EyeGate Pharmaceuticals announced topline data from its study evaluating the potential of EyeGate’s Ocular Bandage Gel (OBG) to help clinicians better manage patients with punctate epitheliopathies (PE) due to pathologies such as dry eye.
“A product that achieves symptomology results as seen in this study is exactly what ophthalmologists want access to when treating patients,” Randall J Olson, MD, CEO and Chair of the Department of Ophthalmology and Visual Sciences of the John A. Moran Eye Center, University of Utah, SLC, said in a company news release. “With the wound healing results demonstrated in the two PRK studies along with these results, there is potentially a huge opportunity for using OBG in the management of various ocular surface conditions.”
This controlled, masked study enrolled 30 subjects with punctate epitheliopathies (PE) due to pathologies such as dry eye. The trial was designed to assess safety and efficacy by comparing EyeGate’s OBG to the comparator group, a commercially available rewetting eye drop. The assessments included corneal fluorescein staining and symptomology at day 7, day 14 and day 28. Randomization occurred after a 2-week run in period where all subjects were taking the rewetting eye drops only. Patients with a corneal staining score on NEI scale of ≥4 entered the treatment phase and either continued to receive rewetting eye drops or were switched to OBG eye drops.
OBG eye drops achieved a statistically significant improvement (P < 0.05) in symptoms as quickly as day 7 and also at day 28. Additionally, at day 28 OBG realized a 30% decrease from baseline vs. only 4% for the comparator group. Symptomology was assessed using a patient reported outcome questionnaire based on comfort in both eyes. Staining measurements of the central cornea, a region dense in nerve endings, showed a reduction of up to 40% for OBG vs. up to 23% for the rewetting eye drop arm when combining the results from both eyes, which we believe better correlates clinically with the symptomology results. Staining measurements of the total cornea did not show a significant difference in reduction between the two arms with 26% for OBG vs. 23% for the rewetting eye drop at day 7. Importantly, there were no safety concerns observed in any group.

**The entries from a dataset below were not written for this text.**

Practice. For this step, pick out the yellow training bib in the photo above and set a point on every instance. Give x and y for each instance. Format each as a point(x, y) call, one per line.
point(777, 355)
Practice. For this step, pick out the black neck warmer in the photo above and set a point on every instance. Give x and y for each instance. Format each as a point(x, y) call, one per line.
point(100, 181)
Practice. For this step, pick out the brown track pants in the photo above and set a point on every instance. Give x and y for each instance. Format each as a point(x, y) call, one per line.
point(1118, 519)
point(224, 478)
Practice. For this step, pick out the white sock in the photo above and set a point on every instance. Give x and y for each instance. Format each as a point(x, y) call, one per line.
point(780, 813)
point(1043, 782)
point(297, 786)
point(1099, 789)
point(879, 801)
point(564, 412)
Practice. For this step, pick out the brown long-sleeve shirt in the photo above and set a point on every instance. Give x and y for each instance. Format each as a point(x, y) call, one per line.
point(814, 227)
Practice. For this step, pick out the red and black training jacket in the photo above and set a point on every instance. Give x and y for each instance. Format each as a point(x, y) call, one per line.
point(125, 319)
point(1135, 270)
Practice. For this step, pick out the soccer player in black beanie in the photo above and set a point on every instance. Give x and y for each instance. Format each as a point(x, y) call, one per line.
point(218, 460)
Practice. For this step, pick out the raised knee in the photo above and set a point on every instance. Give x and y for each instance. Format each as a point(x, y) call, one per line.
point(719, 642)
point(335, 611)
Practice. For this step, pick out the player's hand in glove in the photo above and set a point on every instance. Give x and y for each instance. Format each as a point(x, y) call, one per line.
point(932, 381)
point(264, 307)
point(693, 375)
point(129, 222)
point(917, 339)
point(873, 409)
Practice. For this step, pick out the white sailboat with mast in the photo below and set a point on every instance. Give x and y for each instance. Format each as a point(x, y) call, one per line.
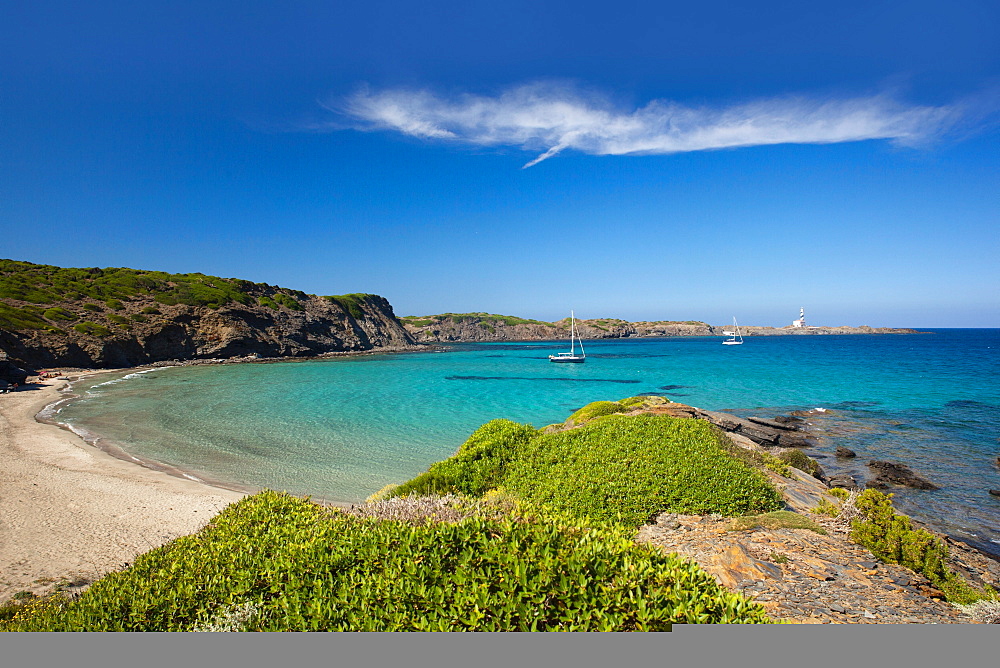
point(571, 356)
point(735, 338)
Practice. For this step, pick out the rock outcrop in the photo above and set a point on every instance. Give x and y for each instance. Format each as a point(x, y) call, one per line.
point(171, 320)
point(472, 327)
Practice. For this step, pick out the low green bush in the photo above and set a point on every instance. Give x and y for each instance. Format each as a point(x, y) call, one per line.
point(892, 538)
point(352, 303)
point(92, 329)
point(14, 318)
point(597, 409)
point(626, 469)
point(287, 301)
point(275, 563)
point(618, 469)
point(480, 464)
point(58, 313)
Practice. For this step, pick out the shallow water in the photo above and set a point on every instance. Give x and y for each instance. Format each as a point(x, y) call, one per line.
point(342, 428)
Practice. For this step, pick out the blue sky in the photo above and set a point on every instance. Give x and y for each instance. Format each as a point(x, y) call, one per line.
point(695, 162)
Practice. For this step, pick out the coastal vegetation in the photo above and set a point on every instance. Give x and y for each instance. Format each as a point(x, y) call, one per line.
point(533, 531)
point(486, 318)
point(892, 538)
point(351, 303)
point(613, 468)
point(272, 562)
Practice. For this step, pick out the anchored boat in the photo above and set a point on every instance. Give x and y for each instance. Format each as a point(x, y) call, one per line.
point(571, 356)
point(735, 338)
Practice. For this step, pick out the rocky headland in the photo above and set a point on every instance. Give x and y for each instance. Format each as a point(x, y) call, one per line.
point(106, 318)
point(473, 327)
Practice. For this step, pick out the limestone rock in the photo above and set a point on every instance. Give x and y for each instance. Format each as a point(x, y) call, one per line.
point(735, 564)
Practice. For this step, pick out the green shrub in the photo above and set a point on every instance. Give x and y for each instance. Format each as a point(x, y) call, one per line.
point(58, 313)
point(292, 566)
point(479, 465)
point(92, 329)
point(626, 469)
point(287, 301)
point(892, 538)
point(597, 409)
point(14, 318)
point(352, 303)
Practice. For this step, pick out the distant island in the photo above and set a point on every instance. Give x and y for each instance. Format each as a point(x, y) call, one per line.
point(457, 327)
point(119, 317)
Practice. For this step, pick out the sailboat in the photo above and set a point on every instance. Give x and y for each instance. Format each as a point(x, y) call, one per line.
point(571, 356)
point(735, 338)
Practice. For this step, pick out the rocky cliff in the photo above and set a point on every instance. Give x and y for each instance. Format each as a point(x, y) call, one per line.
point(456, 327)
point(118, 318)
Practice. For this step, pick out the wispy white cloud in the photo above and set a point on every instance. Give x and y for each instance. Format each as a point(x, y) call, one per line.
point(550, 118)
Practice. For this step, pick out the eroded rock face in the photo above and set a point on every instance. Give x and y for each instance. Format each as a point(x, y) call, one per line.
point(888, 474)
point(10, 373)
point(186, 332)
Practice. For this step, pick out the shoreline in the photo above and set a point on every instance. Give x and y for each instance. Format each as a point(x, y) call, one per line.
point(70, 512)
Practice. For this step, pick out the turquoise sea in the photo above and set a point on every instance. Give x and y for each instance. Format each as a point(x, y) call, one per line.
point(342, 428)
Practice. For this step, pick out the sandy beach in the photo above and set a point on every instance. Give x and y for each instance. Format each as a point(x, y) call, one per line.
point(70, 513)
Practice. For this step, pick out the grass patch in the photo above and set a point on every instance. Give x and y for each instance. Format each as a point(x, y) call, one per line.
point(597, 409)
point(779, 519)
point(275, 563)
point(618, 469)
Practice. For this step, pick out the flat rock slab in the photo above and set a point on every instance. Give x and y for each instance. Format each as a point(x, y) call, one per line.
point(802, 576)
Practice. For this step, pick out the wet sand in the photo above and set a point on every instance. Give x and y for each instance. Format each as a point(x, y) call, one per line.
point(70, 513)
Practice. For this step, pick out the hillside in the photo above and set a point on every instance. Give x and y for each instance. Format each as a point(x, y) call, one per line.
point(489, 327)
point(456, 327)
point(120, 317)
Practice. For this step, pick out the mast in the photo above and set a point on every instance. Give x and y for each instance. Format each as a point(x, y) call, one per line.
point(572, 326)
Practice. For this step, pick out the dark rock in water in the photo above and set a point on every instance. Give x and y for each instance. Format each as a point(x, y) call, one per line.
point(894, 473)
point(773, 424)
point(842, 480)
point(758, 433)
point(788, 420)
point(789, 440)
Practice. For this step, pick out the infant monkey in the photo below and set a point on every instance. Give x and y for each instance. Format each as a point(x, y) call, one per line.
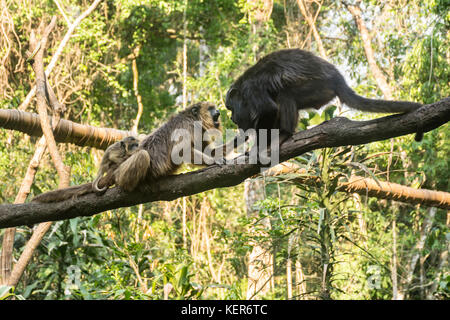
point(114, 155)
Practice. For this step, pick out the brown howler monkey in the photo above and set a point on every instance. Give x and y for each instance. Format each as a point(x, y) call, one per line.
point(269, 94)
point(114, 155)
point(155, 157)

Stephen From, CEO of EyeGate, said, “We are extremely pleased with the remarkable data achieved in symptomology from our first study in PE patients. OBG showed improvement over a commercially available rewetting eye drop on each of the subcategories of the symptomology questionnaire. We are not aware of any product that has demonstrated this magnitude and speed of improvement in this patient population. Consequently, we believe that all of our data is sufficient and robust enough to create a path toward regulatory filings for approval and commercialization.”